The build-up of an EyesWeb patch in many ways resembles that of an object oriented program (a network of clusters, classes, and objects). A patch could therefore be interpreted as “a small program or application”. The sample patch displayed in Figure 2 was built for performing synchronized playback of multimodal data. In particular, this example displays motion capture (MoCap) data obtained from a MoCap system (Qualisys). The recorded MoCap data is synchronized with the audio and video tracks of the same music performance (a string quartet performance).

The EyesWeb kernel

The core of EyesWeb is represented by its kernel. It manages the execution of the patches by scheduling each block, it handles data flow, it notifies events to the user interface, and it is responsible of enumerating and organizing blocks in catalogs including a set of coherent libraries. The kernel works as a finite state machine consisting of two major states: design-time and run-time. At design-time users can design and develop their patches, which are then executed at run-time. Patches are internally represented by a graph whose nodes are the blocks and whose edges are the links between the blocks. In the transition between design and run time, the kernel performs a topological sort of the graph associated to the patch to be started and establishes the order for scheduling the execution of each block.

The EyesWeb libraries

EyesWeb libraries include modules for image and video processing, for audio processing, for mathematical operations on scalar and matrices, for string processing, for timeseries analysis, and for machine learning (e.g., SVMs, clustering, neural networks, Kohonen maps, and so on).
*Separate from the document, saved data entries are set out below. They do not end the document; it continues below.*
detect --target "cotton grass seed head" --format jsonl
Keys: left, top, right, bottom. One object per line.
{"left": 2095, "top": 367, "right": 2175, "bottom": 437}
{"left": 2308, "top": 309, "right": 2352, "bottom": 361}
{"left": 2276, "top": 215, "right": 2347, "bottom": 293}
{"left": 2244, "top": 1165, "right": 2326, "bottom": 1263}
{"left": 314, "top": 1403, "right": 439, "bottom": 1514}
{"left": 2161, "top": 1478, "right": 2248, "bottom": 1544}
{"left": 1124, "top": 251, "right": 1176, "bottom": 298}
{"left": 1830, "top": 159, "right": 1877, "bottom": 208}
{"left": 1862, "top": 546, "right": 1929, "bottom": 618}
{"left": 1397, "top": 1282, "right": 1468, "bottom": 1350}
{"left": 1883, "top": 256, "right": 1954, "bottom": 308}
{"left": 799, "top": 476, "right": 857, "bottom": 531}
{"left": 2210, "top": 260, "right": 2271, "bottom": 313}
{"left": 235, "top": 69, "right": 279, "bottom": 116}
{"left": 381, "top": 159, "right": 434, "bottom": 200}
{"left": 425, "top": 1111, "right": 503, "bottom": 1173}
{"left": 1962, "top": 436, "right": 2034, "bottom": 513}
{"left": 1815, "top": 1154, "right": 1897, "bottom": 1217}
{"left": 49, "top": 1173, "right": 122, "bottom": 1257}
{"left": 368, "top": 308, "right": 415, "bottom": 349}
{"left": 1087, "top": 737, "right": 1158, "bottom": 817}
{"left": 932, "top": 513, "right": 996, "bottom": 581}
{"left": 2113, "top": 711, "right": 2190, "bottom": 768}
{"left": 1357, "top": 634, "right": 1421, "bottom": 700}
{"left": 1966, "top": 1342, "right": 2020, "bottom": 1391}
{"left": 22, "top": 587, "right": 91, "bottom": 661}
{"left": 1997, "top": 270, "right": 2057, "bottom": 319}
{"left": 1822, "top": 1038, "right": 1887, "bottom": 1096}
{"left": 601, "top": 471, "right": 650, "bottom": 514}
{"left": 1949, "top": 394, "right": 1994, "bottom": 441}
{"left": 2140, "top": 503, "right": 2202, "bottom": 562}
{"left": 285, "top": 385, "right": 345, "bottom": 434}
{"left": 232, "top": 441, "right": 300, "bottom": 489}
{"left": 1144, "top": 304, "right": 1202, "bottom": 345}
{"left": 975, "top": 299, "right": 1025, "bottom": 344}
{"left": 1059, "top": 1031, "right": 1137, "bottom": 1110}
They also implement basic data structures (e.g., lists, queues, and labeled sets) and enable to connect with the operating systems (e.g., for launching processes or operating on the filesystem). Particularly relevant in EyesWeb are the libraries for real-time analysis of nonverbal full-body movement and expressive gesture of single and multiple users [ 2 ], and the libraries for the analysis of nonverbal social interaction within groups [ 12 ]. The former include modules for computing features describing human full-body movement both at a local temporal granularity (e.g., kinematics, energy, postural contraction and symmetry, smoothness, and so on) and at the level of entire movement units (e.g., directness, lightness, suddenness, impulsivity, equilibrium, fluidity, coordination, and so on). The latter implements techniques that have been employed for analyzing features of the social behavior of a group such as physical and affective entrainment and leadership. Techniques include, e.g., Recurrence Quantification Analysis [ 8 ], Event Synchronization [ 11 ], SPIKE Synchronization [ 7 ], and nonlinear asymmetric measures of interdependence between time-series.

Available Tools

Referring to Figure 1, in addition to EyesWeb GDE that was already described above, further available tools are: • EyesWeb Mobile: an external tool supporting the design of Graphic User Interfaces linked to an EyesWeb patch. EyesWeb Mobile is composed of a designer and a runtime component. The former is used to design the visual layout of the interfaces; the latter runs together with an EyesWeb patch and communicates via network with the EyesWeb kernel for receiving results and controlling the patch remotely. • EyesWeb Console: a tool allowing to runs patches from the command line to reduce the GDE overhead. On Windows, it runs both as a standard application or as a Windows service and additionally it can be used to run patches in Linux and OS X. • EyesWeb Query: a tool to automatically generate documentation from a specific EyesWeb installation, including icon, description, input and output datatypes of each block. Documentation can be generated in latex (pdf), text, and MySql. • EyesWeb Register Module: a tool allowing to add new blocks (provided in a dll) to an existing EyesWeb installation, and to use them to make and run patches. The new blocks extend the platform and may be developed and distributed by third parties.

Supported devices

EyesWeb supports a broad range of input and output devices, which are managed by a dedicated layer (devices) located in between the kernel and the operating system. In addition to usual computer peripherals (mouse, keyboard, joystick and game controllers, and so on), input devices include audio (from low-cost mother-board-integrated to professional audio cards), video (from low-cost webcams to professional video cameras), motion capture systems (to get with high accuracy 3D coordinates of markers in environments endowed with a fairly controlled setup), RGB-D sensors (e.g., Kinect for X-Box One, also known as Kinect V2, extracting 2D and 3D coordinates of relevant body joints, and capturing RGB image, grayscale depth image, and infrared image of the scene), Leap Motion (a sensor device capturing hand and finger movement), accelerometers (e.g., onboard of Android smarthpones and connected via network, by means of the Mobiles to EyesWeb app, see Figure 3; X-OSC sensors, and so on), Arduino, Nintendo Wiimote, RFID (Radio-Frequency Identification) devices (e.g., used to detect the presence of a user in a specific area), and biometric sensors (e.g., respiration, hearth rate, skin conductivity, and so on). Output includes audio, video, 2D and 3D graphics, and possible control signals to actuator devices (e.g., haptic devices, robots). Moreover, EyesWeb implements standard networking protocols such as, for example, TCP, UDP, OSC (Open Sound Control), and ActiveMQ. In such a way, it can receive and send data from/to any device, including smart objects, endowed with network communication capabilities.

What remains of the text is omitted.